Considering that the minimum amount of tokens required to become a validator is so high, it is far easier for even novice investors to lock their coins with a public staking pool operator to enjoy more predictable and frequent staking rewards.

4.

What should you be aware of before starting your staking journey?

Despite the potential returns, the costs of operating a crypto staking pool need to be considered wisely before investing.

It is important to choose a staking pool wisely, as the staked tokens act as a guarantee for the blockchain and it is important that the pool operator, who is acting as a validator on the blockchain, does their job without any malicious intent.

Suppose a block is formed with invalid or fraudulent transactions, the blockchain network may burn a certain amount of the tokens staked and result in you losing money staking crypto along with other stakeholders who have invested their tokens in the staking pool.

Moreover, once an investor decides to join a staking pool, their crypto tokens are locked in a specific blockchain address or with a third party and this may result in stakeholders not having direct control over their staked tokens. It is wiser to choose staking pools that allow stakeholders to participate in the staking process while still having their holdings held on a hardware wallet for more security.

A staking pool will give smaller rewards than if the tokens were directly staked with the blockchain since every staking reward is split among the many participants of the staking pool. After deducting platform fees and commission rates, the final payout reduces further.
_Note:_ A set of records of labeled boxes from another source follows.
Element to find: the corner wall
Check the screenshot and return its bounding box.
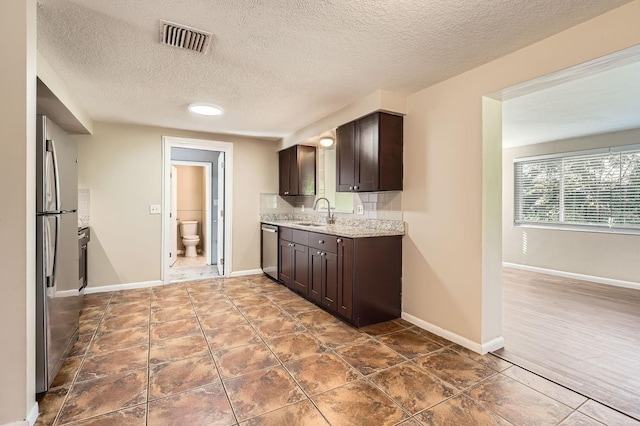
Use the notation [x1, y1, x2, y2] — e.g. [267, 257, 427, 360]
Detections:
[0, 0, 37, 424]
[502, 129, 640, 283]
[402, 0, 640, 349]
[75, 122, 278, 287]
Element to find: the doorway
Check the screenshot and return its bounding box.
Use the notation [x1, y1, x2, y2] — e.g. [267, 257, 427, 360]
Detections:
[485, 47, 640, 418]
[162, 137, 233, 284]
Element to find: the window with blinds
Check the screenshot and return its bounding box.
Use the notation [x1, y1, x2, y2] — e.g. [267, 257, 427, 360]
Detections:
[514, 145, 640, 229]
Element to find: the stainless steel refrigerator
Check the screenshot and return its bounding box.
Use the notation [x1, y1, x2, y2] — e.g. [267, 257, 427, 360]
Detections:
[36, 115, 82, 393]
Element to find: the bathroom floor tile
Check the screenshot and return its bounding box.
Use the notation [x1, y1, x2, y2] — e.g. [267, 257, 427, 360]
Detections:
[225, 367, 306, 421]
[311, 381, 407, 426]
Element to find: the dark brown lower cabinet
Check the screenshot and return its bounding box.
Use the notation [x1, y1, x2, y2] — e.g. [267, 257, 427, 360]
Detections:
[309, 248, 338, 311]
[278, 228, 402, 327]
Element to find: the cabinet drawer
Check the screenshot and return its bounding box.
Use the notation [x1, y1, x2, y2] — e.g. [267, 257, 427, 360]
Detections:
[309, 232, 338, 253]
[279, 226, 293, 241]
[291, 229, 309, 246]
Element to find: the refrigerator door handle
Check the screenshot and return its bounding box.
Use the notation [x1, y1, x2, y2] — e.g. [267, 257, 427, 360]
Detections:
[45, 139, 61, 211]
[44, 215, 60, 287]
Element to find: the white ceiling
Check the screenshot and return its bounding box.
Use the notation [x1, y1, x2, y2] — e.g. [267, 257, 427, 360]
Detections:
[38, 0, 630, 138]
[502, 62, 640, 148]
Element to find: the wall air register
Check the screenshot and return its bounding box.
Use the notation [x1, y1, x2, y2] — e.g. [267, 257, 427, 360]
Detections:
[160, 20, 211, 54]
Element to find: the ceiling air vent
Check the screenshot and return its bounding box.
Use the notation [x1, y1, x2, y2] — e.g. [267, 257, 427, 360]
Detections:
[160, 20, 211, 53]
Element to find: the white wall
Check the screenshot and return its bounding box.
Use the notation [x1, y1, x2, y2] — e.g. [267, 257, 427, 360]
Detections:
[0, 0, 36, 424]
[502, 129, 640, 283]
[75, 122, 278, 287]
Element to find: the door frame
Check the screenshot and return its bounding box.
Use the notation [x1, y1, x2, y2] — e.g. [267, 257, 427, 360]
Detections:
[169, 160, 213, 265]
[161, 136, 233, 284]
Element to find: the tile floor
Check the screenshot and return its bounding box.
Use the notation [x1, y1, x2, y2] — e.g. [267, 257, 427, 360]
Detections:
[169, 254, 220, 282]
[37, 275, 638, 426]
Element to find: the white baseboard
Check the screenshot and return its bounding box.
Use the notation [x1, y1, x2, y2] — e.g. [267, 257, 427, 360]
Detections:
[84, 280, 164, 294]
[402, 312, 504, 355]
[229, 269, 262, 278]
[26, 401, 40, 426]
[502, 262, 640, 290]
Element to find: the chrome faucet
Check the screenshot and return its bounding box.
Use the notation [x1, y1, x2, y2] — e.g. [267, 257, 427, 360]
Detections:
[313, 197, 334, 225]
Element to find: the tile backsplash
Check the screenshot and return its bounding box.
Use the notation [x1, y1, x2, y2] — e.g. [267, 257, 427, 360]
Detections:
[260, 191, 402, 222]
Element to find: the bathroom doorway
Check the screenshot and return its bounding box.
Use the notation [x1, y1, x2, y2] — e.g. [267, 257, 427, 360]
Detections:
[169, 161, 214, 281]
[162, 137, 232, 284]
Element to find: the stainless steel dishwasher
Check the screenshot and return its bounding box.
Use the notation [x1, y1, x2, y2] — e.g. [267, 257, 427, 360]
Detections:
[261, 223, 278, 280]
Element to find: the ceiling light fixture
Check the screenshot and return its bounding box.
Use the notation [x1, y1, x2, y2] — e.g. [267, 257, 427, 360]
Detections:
[320, 138, 333, 148]
[189, 102, 224, 115]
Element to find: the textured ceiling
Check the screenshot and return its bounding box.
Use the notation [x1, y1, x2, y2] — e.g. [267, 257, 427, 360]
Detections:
[38, 0, 629, 138]
[502, 62, 640, 148]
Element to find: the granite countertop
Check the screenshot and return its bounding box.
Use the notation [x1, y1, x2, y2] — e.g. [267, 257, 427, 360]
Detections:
[261, 219, 404, 238]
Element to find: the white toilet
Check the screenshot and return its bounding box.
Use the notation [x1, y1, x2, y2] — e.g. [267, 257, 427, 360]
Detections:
[179, 220, 200, 257]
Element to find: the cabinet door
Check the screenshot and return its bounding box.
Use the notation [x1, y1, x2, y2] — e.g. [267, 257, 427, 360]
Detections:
[278, 149, 291, 195]
[278, 239, 294, 288]
[322, 252, 338, 312]
[292, 244, 309, 295]
[309, 248, 323, 303]
[336, 121, 356, 192]
[337, 238, 353, 319]
[354, 114, 379, 191]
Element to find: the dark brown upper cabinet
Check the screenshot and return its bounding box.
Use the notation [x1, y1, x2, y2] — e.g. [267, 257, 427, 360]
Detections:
[279, 145, 316, 195]
[336, 112, 402, 192]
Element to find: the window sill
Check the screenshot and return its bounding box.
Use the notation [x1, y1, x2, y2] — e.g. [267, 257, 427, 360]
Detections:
[513, 223, 640, 235]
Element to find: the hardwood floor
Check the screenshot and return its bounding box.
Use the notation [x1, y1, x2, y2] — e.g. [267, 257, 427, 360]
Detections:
[495, 268, 640, 420]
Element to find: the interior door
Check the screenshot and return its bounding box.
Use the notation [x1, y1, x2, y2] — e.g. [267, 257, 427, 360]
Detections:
[216, 152, 225, 276]
[169, 165, 178, 266]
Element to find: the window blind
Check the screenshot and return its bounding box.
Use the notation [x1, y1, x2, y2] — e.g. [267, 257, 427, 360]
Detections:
[514, 146, 640, 228]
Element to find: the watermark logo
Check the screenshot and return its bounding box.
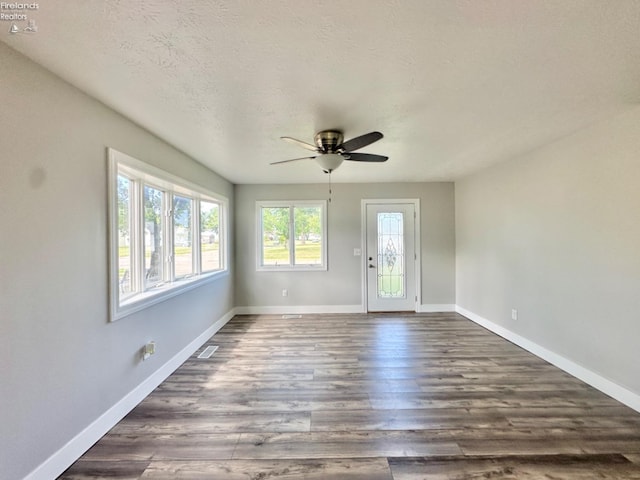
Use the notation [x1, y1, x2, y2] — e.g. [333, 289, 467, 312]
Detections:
[0, 2, 40, 35]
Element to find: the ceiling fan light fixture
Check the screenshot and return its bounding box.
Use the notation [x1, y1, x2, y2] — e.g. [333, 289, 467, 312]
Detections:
[316, 153, 344, 173]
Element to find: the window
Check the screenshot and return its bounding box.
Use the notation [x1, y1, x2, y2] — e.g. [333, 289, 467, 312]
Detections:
[109, 149, 227, 320]
[256, 200, 327, 270]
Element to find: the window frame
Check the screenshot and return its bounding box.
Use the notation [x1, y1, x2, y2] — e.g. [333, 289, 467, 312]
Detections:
[256, 200, 329, 272]
[107, 148, 229, 321]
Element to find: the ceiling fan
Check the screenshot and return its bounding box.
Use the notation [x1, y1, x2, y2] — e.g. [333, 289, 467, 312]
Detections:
[271, 130, 389, 173]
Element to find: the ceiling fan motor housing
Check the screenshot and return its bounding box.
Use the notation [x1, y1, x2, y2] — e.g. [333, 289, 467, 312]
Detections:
[314, 130, 344, 153]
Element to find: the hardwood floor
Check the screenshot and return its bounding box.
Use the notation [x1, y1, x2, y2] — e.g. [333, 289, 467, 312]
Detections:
[60, 313, 640, 480]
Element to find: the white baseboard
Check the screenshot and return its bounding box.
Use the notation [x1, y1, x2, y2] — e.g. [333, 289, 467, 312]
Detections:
[235, 305, 365, 315]
[24, 309, 236, 480]
[418, 303, 456, 313]
[456, 305, 640, 412]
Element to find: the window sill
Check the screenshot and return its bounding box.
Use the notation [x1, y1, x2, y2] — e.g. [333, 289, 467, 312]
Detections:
[257, 265, 327, 272]
[111, 270, 229, 322]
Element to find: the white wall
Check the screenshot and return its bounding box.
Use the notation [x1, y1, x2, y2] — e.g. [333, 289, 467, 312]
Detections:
[455, 107, 640, 405]
[0, 43, 233, 479]
[235, 181, 455, 311]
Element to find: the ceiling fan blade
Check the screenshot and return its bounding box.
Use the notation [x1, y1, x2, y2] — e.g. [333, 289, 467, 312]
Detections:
[338, 132, 383, 152]
[280, 137, 320, 152]
[344, 153, 389, 162]
[269, 157, 316, 165]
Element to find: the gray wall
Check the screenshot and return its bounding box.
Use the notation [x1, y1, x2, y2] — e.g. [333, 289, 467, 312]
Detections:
[455, 108, 640, 394]
[235, 182, 455, 307]
[0, 43, 233, 479]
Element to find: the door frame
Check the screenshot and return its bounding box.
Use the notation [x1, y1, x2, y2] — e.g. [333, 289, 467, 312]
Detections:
[360, 198, 422, 313]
For ETH, becoming an individual validator could earn someone an APY of 6%. In comparison, investments tied in crypto staking pools can earn a lower APY of about 5% from pool staking in the best-case scenario.

5.

How should one begin their staking journey?
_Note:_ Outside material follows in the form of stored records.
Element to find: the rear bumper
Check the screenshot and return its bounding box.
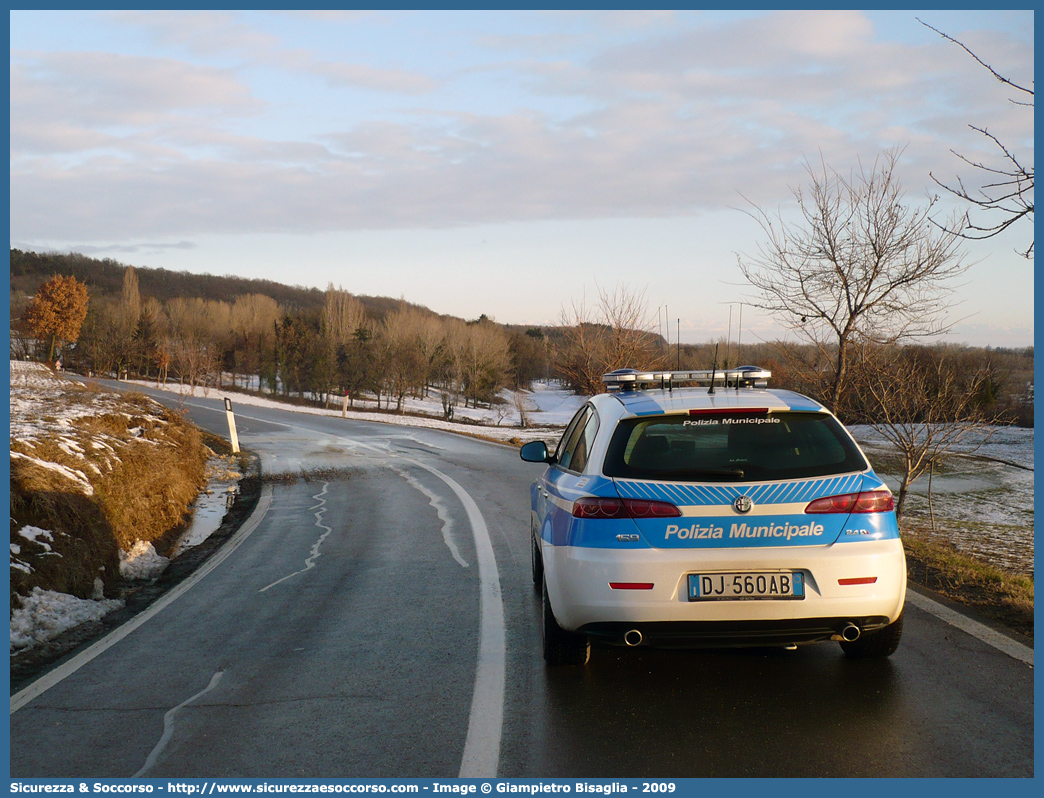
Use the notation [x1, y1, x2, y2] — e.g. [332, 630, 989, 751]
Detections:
[542, 540, 906, 644]
[577, 615, 888, 649]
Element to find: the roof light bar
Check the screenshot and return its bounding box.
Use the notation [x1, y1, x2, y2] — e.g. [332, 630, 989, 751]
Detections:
[601, 366, 773, 391]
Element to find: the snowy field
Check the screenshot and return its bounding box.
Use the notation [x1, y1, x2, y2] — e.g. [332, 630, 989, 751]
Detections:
[128, 381, 586, 444]
[851, 426, 1035, 577]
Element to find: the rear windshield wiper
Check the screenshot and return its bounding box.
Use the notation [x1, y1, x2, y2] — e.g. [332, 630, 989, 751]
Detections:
[646, 468, 745, 479]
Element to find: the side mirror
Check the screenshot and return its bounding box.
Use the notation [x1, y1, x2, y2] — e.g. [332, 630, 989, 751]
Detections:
[519, 441, 551, 463]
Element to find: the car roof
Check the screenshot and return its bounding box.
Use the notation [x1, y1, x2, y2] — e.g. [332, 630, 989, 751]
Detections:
[595, 388, 827, 419]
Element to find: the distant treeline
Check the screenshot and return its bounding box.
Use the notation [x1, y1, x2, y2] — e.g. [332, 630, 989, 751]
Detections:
[10, 250, 1034, 426]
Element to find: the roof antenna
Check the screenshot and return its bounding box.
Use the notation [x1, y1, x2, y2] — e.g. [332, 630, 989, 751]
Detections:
[707, 344, 718, 396]
[725, 303, 732, 371]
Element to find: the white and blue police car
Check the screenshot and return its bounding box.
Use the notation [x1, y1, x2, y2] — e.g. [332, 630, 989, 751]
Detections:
[521, 367, 906, 665]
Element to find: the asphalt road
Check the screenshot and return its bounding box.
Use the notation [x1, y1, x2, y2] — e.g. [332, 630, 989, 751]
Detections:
[10, 395, 1034, 777]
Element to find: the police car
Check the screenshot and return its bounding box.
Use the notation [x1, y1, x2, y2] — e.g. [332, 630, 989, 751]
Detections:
[521, 367, 906, 665]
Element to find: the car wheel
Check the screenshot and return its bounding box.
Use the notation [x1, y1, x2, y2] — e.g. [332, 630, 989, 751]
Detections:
[529, 533, 544, 590]
[543, 582, 591, 665]
[840, 612, 903, 659]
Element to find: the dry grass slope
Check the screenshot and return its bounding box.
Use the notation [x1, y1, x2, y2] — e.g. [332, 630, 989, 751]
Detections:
[10, 363, 209, 608]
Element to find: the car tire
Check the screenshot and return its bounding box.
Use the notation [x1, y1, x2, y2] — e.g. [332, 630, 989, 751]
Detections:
[840, 612, 903, 659]
[542, 582, 591, 666]
[529, 533, 544, 590]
It is necessary to conduct due research about all available crypto staking pools for a particular crypto token and choose those with a proven track record.

Unlike crypto mining, crypto staking doesn’t involve investing in mining equipment to generate returns. There are several crypto staking pools that are currently available for different cryptocurrencies that operate on a PoS blockchain and it is suggested that investors choose notable crypto exchanges that operate public stake pools over private staking pools that may offer a higher APY.

Apart from considering the stake pool’s ranking, it is prudent to choose staking pools that provide stakeholders with regular updates about the staking pool’s performance and are transparent in their functioning. This includes key decision-making regarding the future roadmap of the pool and how stakeholders are made a part of the process.

It is advisable to go through performance reviews before narrowing down on a staking pool for investing. Factor in the membership or entry fee to understand the likely real returns that will be generated on the tokens staked and enter a staking pool that doesn’t have too many stakeholders to ensure that rewards aren’t diluted further.